E2v was aware it would have an obligation under the WEEE and RoHS directives and was keen to fully understand how the requirements of these could be applied to its products in a practical way.
The firm took advantage of an Envirowise Designtrack visit which focused on the end-of-life assessment of its range of TV amplifier devices, known as inductive output tubes (IOTs). These are complex pieces of equipment made from a variety of materials including copper, steel, ceramic, molybdenum, tungsten, platinum and tantalum.
The company currently retrieves many IOTs at their end of life, to control and minimise the environmental impact of their disposal and to recover some materials and components for recycling.

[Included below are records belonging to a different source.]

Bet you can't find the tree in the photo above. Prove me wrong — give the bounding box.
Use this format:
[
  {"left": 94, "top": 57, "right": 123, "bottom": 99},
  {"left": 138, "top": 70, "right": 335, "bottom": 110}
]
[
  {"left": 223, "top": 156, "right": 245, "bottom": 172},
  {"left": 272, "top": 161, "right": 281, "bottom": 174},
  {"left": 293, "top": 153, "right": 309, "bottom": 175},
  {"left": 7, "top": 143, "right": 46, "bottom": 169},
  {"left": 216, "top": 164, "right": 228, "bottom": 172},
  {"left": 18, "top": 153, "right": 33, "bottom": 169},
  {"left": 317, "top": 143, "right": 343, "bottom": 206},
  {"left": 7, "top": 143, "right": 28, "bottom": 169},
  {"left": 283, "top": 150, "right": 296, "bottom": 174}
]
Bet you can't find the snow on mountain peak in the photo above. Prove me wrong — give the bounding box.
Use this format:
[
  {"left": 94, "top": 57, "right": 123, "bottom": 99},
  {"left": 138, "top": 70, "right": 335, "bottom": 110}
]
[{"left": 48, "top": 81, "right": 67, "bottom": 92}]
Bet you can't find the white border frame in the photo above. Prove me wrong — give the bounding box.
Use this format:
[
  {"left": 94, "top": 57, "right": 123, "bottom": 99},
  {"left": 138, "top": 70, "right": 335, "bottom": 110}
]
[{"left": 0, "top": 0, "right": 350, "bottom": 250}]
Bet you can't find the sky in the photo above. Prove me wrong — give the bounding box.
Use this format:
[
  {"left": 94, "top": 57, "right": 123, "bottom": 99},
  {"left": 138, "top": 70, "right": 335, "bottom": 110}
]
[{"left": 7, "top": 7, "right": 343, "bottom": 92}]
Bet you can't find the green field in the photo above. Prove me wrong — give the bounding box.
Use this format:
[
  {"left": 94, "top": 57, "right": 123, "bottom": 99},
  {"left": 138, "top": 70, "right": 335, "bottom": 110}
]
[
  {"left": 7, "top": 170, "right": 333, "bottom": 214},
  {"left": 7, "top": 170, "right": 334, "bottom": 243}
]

However, in the majority of returned products, some assemblies were fused together by high operating temperatures, which could reach 900°C. This resulted in destructive disassembly taking place leaving the majority of the material as mixed scrap which makes it difficult to separate out for environmentally sensitive reclamation.
The redesign, implemented by E2v after the Designtrack visit, focused on the practical application of design for disassembly. This reduced the likelihood of fusion between parts, thereby enabling material separation and recovery. The benefits included doubling of the yield of recovery per product by weight and therefore reduced pressure on landfill.
The primary aim is always to minimise the raw material and energy invested in a product, followed by cutting levels of waste and pollution, particularly hazardous substances.
Whilst the future of technologies such as active disassembly remains unclear, it will hopefully become a driver for businesses to look more closely at their front end processes. Because, in general, products that are very difficult to take apart are difficult, costly, and inefficient to put together in the first place.
Envirowise intends to keep businesses informed about the latest innovations relating to clean design, as well as continuing its programme of regional dismantling workshops. At these workshops, local businesses are invited to bring one of their own products along for exploration – and hopefully go away with a better understanding of where cost and material efficiencies can be made.
Dr Stuart Ballinger is programme delivery leader at Envirowise.